Left to right, getting our hands dirty sieving the sediment samples on the boat, putting on the immersion suits before getting onto the smaller boat in case of falling in! Photos courtesy of Simon Morley and Ed King.

The second two day task (led by Ed king from BAS) was to investigate the retreat of a glacier about 4-5km from Ny Ålesund called Midtre Lovénbreen. We carried out was to do a ground penetrating radar survey along and across the nearest glacier to Ny Ålesund to measure the ice thickness. Also, we mapped out the snout of the glacier and took photos to compare the glacier to previous years. A 15-20m retreat of the snout of the glacier relative to last year was measured!

Clockwise from left: Setting up the geophysics kit for a transect on the glacier, Midtre Lovénbreen in 1999, Midtre Lovénbreen September 2016. Glacier photos courtesy of Ed King.

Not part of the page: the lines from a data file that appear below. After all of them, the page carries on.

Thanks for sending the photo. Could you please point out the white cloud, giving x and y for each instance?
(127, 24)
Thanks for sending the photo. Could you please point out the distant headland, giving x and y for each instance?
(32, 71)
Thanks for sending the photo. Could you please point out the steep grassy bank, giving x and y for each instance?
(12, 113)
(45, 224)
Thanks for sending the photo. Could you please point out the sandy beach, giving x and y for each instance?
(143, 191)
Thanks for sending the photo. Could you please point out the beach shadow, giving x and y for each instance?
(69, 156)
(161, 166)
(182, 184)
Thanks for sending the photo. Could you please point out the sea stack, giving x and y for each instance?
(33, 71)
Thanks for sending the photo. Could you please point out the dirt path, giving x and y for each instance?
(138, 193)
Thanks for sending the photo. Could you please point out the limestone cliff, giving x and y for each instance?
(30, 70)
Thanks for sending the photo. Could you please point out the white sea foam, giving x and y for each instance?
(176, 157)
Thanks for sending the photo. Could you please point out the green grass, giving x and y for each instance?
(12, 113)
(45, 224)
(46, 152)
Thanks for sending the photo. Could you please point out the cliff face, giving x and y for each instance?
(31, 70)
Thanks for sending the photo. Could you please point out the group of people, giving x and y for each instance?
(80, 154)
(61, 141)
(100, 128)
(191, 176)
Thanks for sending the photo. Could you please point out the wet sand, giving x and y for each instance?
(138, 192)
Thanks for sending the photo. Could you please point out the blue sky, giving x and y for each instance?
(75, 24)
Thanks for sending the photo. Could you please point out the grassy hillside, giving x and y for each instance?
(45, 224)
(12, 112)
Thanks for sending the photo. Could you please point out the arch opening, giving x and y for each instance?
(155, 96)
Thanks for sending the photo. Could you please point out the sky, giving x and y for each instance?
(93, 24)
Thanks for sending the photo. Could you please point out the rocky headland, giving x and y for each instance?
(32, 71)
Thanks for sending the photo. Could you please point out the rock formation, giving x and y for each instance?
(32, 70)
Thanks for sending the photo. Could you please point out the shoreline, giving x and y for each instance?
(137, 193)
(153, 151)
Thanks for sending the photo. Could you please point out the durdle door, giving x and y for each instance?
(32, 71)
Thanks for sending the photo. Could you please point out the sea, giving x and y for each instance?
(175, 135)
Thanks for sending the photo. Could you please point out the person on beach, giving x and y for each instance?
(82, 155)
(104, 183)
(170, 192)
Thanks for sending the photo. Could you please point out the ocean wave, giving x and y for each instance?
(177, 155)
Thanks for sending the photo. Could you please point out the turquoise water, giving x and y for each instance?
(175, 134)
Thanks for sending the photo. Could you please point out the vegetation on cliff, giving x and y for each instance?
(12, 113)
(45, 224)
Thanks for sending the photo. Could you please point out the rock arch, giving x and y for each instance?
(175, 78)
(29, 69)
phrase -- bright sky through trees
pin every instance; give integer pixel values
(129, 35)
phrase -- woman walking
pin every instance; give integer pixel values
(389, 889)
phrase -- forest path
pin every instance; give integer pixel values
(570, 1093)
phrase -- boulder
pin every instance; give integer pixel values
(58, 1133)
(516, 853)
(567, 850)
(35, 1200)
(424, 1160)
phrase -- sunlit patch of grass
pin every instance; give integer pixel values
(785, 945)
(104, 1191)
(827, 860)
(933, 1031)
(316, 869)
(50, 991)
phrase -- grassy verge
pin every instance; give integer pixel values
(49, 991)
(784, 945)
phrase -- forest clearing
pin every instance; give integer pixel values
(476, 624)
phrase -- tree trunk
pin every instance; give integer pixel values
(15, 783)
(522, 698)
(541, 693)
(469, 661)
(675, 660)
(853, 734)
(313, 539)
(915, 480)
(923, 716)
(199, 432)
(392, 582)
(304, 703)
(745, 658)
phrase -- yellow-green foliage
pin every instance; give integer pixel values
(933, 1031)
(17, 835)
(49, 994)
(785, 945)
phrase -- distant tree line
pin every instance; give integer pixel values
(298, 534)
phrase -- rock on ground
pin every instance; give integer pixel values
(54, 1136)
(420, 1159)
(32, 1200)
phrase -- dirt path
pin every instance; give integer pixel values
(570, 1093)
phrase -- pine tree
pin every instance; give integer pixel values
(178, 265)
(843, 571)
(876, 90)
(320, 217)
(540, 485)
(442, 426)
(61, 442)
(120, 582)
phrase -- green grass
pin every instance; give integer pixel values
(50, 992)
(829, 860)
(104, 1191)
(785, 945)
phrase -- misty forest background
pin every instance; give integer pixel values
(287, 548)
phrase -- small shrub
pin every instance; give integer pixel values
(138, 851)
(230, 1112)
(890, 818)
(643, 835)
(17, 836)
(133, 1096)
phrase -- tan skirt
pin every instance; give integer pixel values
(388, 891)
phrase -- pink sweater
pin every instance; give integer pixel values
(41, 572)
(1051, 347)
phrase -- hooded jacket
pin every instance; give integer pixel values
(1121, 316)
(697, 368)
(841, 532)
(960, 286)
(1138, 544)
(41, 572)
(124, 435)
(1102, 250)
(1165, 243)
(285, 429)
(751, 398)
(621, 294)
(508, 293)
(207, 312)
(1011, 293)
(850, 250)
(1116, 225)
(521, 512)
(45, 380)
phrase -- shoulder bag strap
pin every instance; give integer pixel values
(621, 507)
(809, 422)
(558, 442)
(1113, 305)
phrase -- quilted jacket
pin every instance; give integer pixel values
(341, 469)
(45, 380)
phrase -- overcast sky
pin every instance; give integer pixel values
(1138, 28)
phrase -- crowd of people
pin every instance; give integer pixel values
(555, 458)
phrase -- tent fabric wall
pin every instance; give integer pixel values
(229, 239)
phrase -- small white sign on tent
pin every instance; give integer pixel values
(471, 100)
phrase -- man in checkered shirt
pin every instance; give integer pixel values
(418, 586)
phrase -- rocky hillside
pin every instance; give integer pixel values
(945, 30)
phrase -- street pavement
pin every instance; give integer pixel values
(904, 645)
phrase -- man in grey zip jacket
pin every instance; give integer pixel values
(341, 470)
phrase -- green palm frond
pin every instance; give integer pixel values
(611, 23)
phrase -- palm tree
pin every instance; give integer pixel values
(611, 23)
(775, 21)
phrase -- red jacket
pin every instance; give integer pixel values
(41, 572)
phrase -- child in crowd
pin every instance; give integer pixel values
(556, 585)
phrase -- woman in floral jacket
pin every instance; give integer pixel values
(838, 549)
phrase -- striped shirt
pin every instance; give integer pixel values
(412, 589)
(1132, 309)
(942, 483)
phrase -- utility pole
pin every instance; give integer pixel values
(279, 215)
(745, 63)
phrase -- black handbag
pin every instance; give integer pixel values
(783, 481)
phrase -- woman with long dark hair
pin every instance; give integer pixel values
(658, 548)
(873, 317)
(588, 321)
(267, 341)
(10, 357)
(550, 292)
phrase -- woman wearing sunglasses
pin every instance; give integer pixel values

The five or so days we had in Ny Ålesund flew by and before we knew it, it was time for us all to take the (very choppy) boat journey back to Longyearbyen before heading back to the UK. I really, really enjoyed the course, and I would highly recommend to any PhDs or Postdocs who study the poles to consider applying for the course in 2017!

Thanks to everyone at BAS involved in organising the course, in particular Alistair Crane, Blair Fyffe, Simon Morley, Ed King, Nick cox, and of course Ali Teague for organising all of the logistics and ensuring we all got there and back as smoothly as possible!